Velvet pads with Flex 3401?

jrock645

New member
I have a 2014 Honda Accord I going to coat with the PBL v2 coating. Before I do that, I'd like to make it look as good as possible. I'm exploring option of trying to remove/lessen the orange peel.

Im looking at the car pro velvet pads, since it's less aggressive than the denim. The description mentions a rotary, but I know some have done this with the PC. I know the 3401 isn't a good option for wet sanding since its tight orbit can cause scalloping. Can it be used with these pads?

If if I were to move forward with this, how many pads would I need? I'm guessing 4?

Also, which compound/polishing product? I currently have Wolfgang uber compound, and total swirl remover. It'd be nice to use what I have but I'm certainly willing to purchase the best option.

i appreciate any help or input.
 
I have a 2014 Honda Accord I going to coat with the PBL v2 coating. Before I do that, I'd like to make it look as good as possible. I'm exploring option of trying to remove/lessen the orange peel.

Think twice before removing large amounts of clear coat. Clear is very thin from the factory and is very easy to burn through with aggressive pads like velvet and denim.
Velvet,CarPro Velvet Orange Peel Removal Pad – 5.25 Inches 2 Pack is equivilent to 3000 grit and denim CarPro Denim Orange Peel Removal Pad – 4 Inches 2 Pack is 2000. They remove product rather quickly and though can be used on a DA, best suited for use by a rotary.
I've had excellent results (by rotary) with Denim pads and recommend them. They will take some getting used to and count your passes to check your section after 2-3 passes>
Personally I like to have as much clear on my car as possible for optimal protection and have learned to live with a little orange peel
I would have 5-6 pads on hand, maybe more for a 4 door
no problem using Wolfgang Uber Compound 3.0 for your cutting step and finishing with Wolfgang Finishing Glaze 3.0

Good luck
 
Yeah the protection issues a big deal. I very well may just do a nice polish and be done. Just thinking about it, though. Thanks for the help.
 
The thing with removing clearcoat to get it very smooth means you may be seeing defects quicker because the finish is so smooth, and then if you keep taking them out, you will get to that point of no return someday..
Not worth it to me.. Not worth it to me even if I have a tool to measure thickness in microns..
Unless its hugely orange peeled, and I have never seen a Honda car that way, you will be better just getting it really smooth and as clear as possible which is what I do and did to all of my vehicles in the past.

The coating if the prep work is really good, will further enhance smoothness, clarity, and gloss..
Perhaps this is all you really need?
Good luck with your research !
Dan F
 
The thing with removing clearcoat to get it very smooth means you may be seeing defects quicker because the finish is so smooth, and then if you keep taking them out, you will get to that point of no return someday..
Not worth it to me.. Not worth it to me even if I have a tool to measure thickness in microns..
Unless its hugely orange peeled, and I have never seen a Honda car that way, you will be better just getting it really smooth and as clear as possible which is what I do and did to all of my vehicles in the past.

The coating if the prep work is really good, will further enhance smoothness, clarity, and gloss..
Perhaps this is all you really need?
Good luck with your research !
Dan F


Yeah im thinking just a good polish will do the trick.
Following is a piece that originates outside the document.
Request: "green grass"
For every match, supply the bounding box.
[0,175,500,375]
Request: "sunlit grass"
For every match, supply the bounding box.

I already cut and polished a couple months ago. A fine finishing polish with Meg's UP and a white CCS pad, then jewel with WG finishing glaze should do the trick. Do a couple coats of the PBL coating and the car should look pretty outstanding.
 
I just got done using the denim and velvet pads with my Flex DA and PE8 using Menz 400 on my black C7 which came with atrocious orange peel (on the vertical panels.). I knew going in that the factory clear coat is too thin to really get rid of the OP so my plan was to at least reduce it. Probably ended up with 50% less when I was done. Still not thrilled with the paint but its a little more bearable (shame on you GM). Anyways, the GM clear coat is extremely hard and it took a lot of passes to see results using the DA. Things went a little faster with the PE8 in the tighter areas. Car is a garage queen so UV protection etc was not a huge concern for me.